Во дворе построили каменную прачечную и сушильню. Здесь же держали лошадей, которыми могли пользоваться врачи. 

Чтобы мои больные хорошо питались, у моего подножия разбили огород, в саду перед корпусами высадили полторы тысячи деревьев. К открытию императрица Мария Федоровна лично подарила мне машину для окуривания и лечения сухим паром — для России того времени редкость.

Нашествие Наполеона

В 1812-м во время нашествия Наполеона у меня стали размещать раненых французских солдат. Я хоть и не была в восторге, но сильно не сопротивлялась — для меня как для медицинского учреждения все больные и нуждающиеся равны — вне зависимости от цвета мундира. 

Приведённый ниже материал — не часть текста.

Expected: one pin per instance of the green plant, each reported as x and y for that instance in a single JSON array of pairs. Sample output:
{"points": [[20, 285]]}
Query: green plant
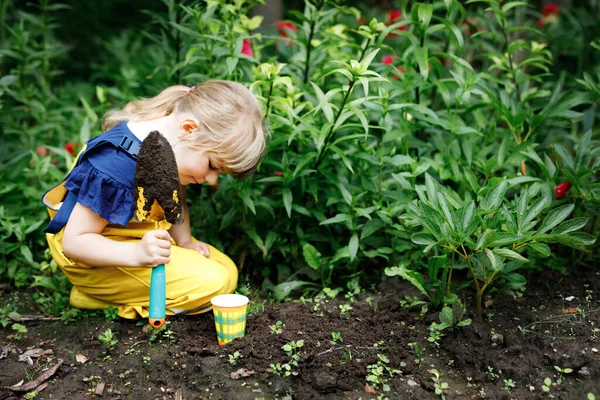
{"points": [[450, 319], [438, 384], [19, 330], [509, 385], [562, 372], [108, 339], [235, 358], [336, 338], [31, 395], [8, 312], [380, 373], [111, 313], [277, 328], [488, 236], [344, 308]]}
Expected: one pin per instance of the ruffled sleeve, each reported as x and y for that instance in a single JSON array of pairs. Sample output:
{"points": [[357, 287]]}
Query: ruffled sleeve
{"points": [[102, 193]]}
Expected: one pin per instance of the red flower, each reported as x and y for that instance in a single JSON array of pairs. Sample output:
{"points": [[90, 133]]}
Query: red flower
{"points": [[394, 16], [550, 15], [468, 24], [387, 60], [70, 148], [284, 27], [247, 48], [561, 189]]}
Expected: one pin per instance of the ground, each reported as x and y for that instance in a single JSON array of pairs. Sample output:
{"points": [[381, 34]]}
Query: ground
{"points": [[544, 344]]}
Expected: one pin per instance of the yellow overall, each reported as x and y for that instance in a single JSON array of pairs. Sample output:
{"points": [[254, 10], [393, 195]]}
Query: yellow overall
{"points": [[192, 279]]}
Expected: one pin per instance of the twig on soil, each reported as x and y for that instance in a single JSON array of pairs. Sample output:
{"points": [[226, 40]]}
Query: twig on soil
{"points": [[38, 381], [28, 318], [348, 346]]}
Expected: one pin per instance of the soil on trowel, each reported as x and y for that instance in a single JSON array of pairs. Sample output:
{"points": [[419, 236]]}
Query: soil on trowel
{"points": [[543, 344]]}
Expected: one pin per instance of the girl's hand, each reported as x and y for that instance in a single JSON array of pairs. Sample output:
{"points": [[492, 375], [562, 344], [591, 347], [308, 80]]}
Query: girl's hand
{"points": [[155, 248], [200, 247]]}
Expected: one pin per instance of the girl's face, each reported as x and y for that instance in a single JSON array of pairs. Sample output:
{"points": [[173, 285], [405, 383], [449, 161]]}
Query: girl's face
{"points": [[195, 166]]}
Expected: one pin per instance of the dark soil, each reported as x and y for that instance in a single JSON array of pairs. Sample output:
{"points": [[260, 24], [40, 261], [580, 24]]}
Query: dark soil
{"points": [[524, 339]]}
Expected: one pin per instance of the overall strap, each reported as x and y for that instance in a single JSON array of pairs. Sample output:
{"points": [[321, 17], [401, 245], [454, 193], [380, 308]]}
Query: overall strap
{"points": [[130, 145]]}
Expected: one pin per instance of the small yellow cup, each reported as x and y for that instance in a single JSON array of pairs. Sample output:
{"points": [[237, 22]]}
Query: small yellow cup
{"points": [[230, 316]]}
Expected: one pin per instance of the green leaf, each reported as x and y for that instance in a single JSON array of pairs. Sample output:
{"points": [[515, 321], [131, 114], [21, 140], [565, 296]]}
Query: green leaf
{"points": [[415, 278], [26, 252], [493, 262], [91, 114], [504, 238], [446, 316], [421, 54], [287, 201], [570, 225], [469, 213], [496, 195], [312, 256], [541, 248], [284, 289], [564, 154], [555, 217], [488, 237], [576, 239], [337, 219], [353, 246], [536, 208], [423, 239], [511, 255], [425, 11], [446, 210]]}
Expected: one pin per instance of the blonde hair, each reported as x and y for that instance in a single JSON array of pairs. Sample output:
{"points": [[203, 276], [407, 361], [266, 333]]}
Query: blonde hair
{"points": [[231, 126]]}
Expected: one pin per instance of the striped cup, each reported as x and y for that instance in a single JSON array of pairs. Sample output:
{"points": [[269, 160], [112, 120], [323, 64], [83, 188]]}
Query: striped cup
{"points": [[230, 316]]}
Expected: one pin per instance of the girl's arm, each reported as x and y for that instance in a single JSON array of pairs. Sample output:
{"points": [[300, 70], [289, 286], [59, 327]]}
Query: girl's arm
{"points": [[83, 242], [182, 233]]}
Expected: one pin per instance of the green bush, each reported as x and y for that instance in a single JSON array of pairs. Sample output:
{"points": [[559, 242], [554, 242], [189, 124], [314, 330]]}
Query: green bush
{"points": [[388, 133]]}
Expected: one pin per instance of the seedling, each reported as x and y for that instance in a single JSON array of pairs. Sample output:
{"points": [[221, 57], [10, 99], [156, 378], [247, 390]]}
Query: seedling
{"points": [[438, 384], [19, 329], [277, 328], [108, 339], [235, 357], [450, 319], [561, 372], [292, 348], [509, 384], [336, 338], [380, 373], [111, 313], [344, 308]]}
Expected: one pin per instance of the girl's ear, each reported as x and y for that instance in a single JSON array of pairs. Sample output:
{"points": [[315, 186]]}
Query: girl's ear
{"points": [[189, 125]]}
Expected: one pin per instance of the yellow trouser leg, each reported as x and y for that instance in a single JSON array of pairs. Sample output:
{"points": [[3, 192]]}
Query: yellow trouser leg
{"points": [[192, 280]]}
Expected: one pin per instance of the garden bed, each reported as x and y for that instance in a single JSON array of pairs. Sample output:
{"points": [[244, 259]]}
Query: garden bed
{"points": [[507, 352]]}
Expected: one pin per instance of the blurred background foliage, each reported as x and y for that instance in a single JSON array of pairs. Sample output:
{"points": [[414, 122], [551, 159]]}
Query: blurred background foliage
{"points": [[453, 144]]}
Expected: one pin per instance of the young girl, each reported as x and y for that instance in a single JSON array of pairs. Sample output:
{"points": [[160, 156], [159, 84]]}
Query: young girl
{"points": [[214, 128]]}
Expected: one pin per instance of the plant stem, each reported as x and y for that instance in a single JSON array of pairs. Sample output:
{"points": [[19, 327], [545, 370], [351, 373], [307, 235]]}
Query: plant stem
{"points": [[511, 65], [472, 270], [308, 43], [268, 108], [330, 133]]}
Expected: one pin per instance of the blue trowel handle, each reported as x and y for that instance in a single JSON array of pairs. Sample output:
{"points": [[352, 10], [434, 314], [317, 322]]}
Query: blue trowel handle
{"points": [[158, 296]]}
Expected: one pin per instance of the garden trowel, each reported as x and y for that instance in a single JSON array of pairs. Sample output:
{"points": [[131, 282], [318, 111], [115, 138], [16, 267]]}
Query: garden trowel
{"points": [[158, 199]]}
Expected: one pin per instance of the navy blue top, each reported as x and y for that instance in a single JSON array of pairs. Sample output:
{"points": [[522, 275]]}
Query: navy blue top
{"points": [[103, 179]]}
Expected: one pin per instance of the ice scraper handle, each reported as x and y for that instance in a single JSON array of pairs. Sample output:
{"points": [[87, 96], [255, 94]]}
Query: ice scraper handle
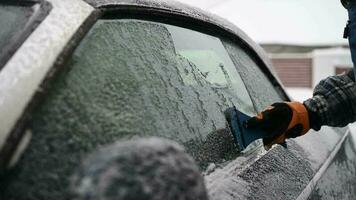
{"points": [[281, 121]]}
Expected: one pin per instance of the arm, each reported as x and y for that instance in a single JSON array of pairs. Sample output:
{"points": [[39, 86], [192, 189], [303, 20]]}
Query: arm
{"points": [[333, 102]]}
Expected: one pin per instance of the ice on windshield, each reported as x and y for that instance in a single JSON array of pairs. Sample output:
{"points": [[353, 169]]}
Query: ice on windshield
{"points": [[129, 79], [262, 92]]}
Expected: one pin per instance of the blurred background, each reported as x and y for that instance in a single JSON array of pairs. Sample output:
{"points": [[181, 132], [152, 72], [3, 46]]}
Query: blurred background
{"points": [[303, 38]]}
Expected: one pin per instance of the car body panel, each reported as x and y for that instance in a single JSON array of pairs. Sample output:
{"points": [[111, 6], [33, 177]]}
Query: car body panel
{"points": [[277, 174]]}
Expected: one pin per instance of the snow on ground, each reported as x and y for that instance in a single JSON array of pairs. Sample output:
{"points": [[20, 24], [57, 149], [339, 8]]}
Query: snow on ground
{"points": [[299, 94]]}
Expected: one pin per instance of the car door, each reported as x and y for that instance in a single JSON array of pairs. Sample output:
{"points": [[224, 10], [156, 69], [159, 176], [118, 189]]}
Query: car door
{"points": [[131, 78]]}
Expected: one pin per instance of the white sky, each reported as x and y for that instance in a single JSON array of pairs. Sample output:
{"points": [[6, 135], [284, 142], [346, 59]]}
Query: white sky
{"points": [[303, 22]]}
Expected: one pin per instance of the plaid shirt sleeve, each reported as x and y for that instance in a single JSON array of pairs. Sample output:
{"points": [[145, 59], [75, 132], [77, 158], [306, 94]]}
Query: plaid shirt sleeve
{"points": [[333, 102]]}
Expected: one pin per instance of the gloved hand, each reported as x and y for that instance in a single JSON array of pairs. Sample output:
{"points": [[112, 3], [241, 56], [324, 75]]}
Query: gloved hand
{"points": [[282, 121]]}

Зато тот факт, что я стала французским военным госпиталем, уберег меня от пожаров и разрушений. 

Когда в 1822-м году Мария Федоровна умерла, на моем фасаде сделали надпись Мариинская больница золочеными буквами. Только после ее кончины я и стала называться Мариинской, при жизни вдовствующая императрица себе такого позволить не могла.

Почти сразу после открытия меня признали выдающийся клиникой не только в России, но и в Европе. У меня учились непростому врачебному делу молодые медики, доктора проводили исследования, искали способы лечения сложных заболеваний. Например в середине 19-го века доктор Осиповский смог победить антонов огонь — в современном мире эту напасть называют гангреной.

Техника у меня всегда была самая передовая. В 1875-м году, к примеру, у каждой кровати установили электрические звонки. Больной мог просто потянуть за шнур, чтобы вызвать врача. Даже приподниматься на постели было не нужно.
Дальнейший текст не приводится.